Когда по внутренним часам Гарри прошло около месяца, он посчитал, что пора идти. Он встал и заорал: ДОМОЙ ЧТО ЛИ ПОЙТИ! — да так, что бармен вылил на себя ведерко с кетчупом. И тут же Гарри кинулся во тьму, как поезд в тоннель. А прошло-то всего четыре минуты.

— Дьявол силен.

— Это правда, Билл. Но истина выше правды и сильнее дьявола. Свет истины рассеет тьму, Билл.

— Это так, Мак, но неуютно во тьме, пока свет ее не рассеял.

— Я согласен с тобой. Но вряд ли с тобой согласился бы Гарри Резерфорд.

Он пронесся по тропинке, едва касаясь ногами земли и остановился лишь оттого, что далеко сзади услышал что-то вроде стона: Гарри! Гарри! Он сделал дугу, ширине которой позавидовала бы комета средней руки, и вернулся. Что же он видит?!

Его девушка стоит в пяти шагах от кабака на самом плешивом месте во всей округе, облитая мягким светом из окна, платье ее снято, вероятно, чтобы Гарри было удобнее работать, сзади пуговка и впрямь выскочила из петельки, но спереди девушка поддерживает чашечки бюстгальтера обеими руками, а глаза ее широки и невинны, как душа праведника. Но ниже бюстгальтера на ней ничего нет, потому что резинка на трусиках оказалась предательски слабой, и эта девушка делает шаг навстречу онемевшему Гарри и оказывается в его объятиях.

— Спаси Господи! Бедняга Гарри! Ведь она сейчас может потечь каким-нибудь мазутом или обратиться в скорпиона! Он ведь уже поддался злу, его уже не выручить. Давай, Мак, излагай концовку короче и суше, а то как бы ты невольно не искусил и нас тоже. Уж больно ловок этот бес. Сейчас и не вспомнишь, что он начинал с хомяка.

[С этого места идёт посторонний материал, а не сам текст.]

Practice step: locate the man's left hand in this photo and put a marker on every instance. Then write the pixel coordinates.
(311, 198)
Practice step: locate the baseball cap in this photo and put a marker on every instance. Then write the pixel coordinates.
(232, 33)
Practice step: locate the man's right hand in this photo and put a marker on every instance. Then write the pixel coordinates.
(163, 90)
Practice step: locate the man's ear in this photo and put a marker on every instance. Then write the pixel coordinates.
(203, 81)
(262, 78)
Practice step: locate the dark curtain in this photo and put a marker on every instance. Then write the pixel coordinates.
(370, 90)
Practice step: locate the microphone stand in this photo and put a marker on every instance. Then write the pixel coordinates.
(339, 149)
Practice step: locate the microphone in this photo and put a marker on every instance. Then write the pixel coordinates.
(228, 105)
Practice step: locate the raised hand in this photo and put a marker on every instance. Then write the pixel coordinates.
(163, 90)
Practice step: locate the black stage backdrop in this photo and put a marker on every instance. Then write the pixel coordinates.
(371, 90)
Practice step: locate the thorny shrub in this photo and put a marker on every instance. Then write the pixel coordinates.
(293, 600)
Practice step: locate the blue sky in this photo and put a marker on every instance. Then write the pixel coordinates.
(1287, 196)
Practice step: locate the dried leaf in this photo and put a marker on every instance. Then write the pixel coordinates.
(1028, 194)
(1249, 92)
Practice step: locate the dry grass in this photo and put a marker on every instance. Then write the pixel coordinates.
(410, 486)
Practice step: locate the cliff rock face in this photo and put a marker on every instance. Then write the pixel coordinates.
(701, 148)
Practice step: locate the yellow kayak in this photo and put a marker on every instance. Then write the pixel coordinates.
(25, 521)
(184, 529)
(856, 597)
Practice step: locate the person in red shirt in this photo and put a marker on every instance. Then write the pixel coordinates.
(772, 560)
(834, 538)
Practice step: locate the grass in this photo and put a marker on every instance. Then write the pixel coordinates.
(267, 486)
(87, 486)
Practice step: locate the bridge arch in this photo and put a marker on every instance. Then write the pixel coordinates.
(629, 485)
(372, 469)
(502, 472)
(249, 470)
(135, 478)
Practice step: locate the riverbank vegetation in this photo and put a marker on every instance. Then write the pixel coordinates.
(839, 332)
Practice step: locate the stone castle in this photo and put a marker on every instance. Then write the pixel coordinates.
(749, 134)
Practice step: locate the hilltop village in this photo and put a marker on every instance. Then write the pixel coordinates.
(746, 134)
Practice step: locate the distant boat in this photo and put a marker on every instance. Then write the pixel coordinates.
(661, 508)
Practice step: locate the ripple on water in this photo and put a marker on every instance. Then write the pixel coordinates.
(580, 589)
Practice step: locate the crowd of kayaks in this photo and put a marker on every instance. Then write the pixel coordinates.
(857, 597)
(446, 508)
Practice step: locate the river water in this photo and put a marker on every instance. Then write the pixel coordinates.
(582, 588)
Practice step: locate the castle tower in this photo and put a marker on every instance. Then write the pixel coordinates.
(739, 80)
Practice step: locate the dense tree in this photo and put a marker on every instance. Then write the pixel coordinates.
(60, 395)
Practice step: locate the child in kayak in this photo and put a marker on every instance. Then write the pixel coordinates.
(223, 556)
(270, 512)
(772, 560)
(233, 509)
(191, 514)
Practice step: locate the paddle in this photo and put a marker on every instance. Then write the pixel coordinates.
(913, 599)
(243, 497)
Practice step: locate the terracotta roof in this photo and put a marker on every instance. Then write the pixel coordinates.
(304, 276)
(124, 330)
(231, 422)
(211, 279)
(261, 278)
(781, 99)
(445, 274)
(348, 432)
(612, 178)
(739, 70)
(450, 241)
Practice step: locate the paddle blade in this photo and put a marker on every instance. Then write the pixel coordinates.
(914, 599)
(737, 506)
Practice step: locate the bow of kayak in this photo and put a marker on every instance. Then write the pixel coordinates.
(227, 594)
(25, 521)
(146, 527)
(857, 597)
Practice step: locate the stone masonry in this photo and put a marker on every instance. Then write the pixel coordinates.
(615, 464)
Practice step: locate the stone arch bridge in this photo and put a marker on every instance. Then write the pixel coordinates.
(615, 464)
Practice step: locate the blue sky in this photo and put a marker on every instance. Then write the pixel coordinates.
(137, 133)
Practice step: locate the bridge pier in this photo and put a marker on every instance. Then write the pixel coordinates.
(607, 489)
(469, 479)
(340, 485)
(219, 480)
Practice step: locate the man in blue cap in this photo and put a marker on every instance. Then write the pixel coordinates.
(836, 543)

— Легче, Джим! Ты сейчас впал в грех недоверия. Ты пожертвовал Гарри бесу, потому что потерял надежду, а мыслимо ли доброму христианину терять надежду? А, Джимми? Что бы ты сказал, если бы твоя жена Маргарет, мир ее праху, потеряла бы надежду, когда ты путал руки с ногами и на всякий случай ползал на четвереньках в поисках хоть капли виски? Подумай, подумай, Джим Балтер!

— Забудь о Джиме, Мак. Ближе к бесу и Гарри Резерфорду.

— О'кей. Гарри уже сомкнул было объятия на спине этой, с позволения сказать, девушки, как вдруг в небе полыхнула зарница. Тихое мгновенное сияние, озарение природы, и оно осветило сознание Гарри так же верно, как близстоящие кусты.

Глава 43. Никто не потерян

Он вспомнил, что девушка была похожа на собаку. Он рассудил, что больно она бела. Он, наконец, вспомнил, как она звала его Гарри! Гарри! — а ведь он не называл ей своего имени. Да и все ее поведение показалось ему на сей раз сомнительным.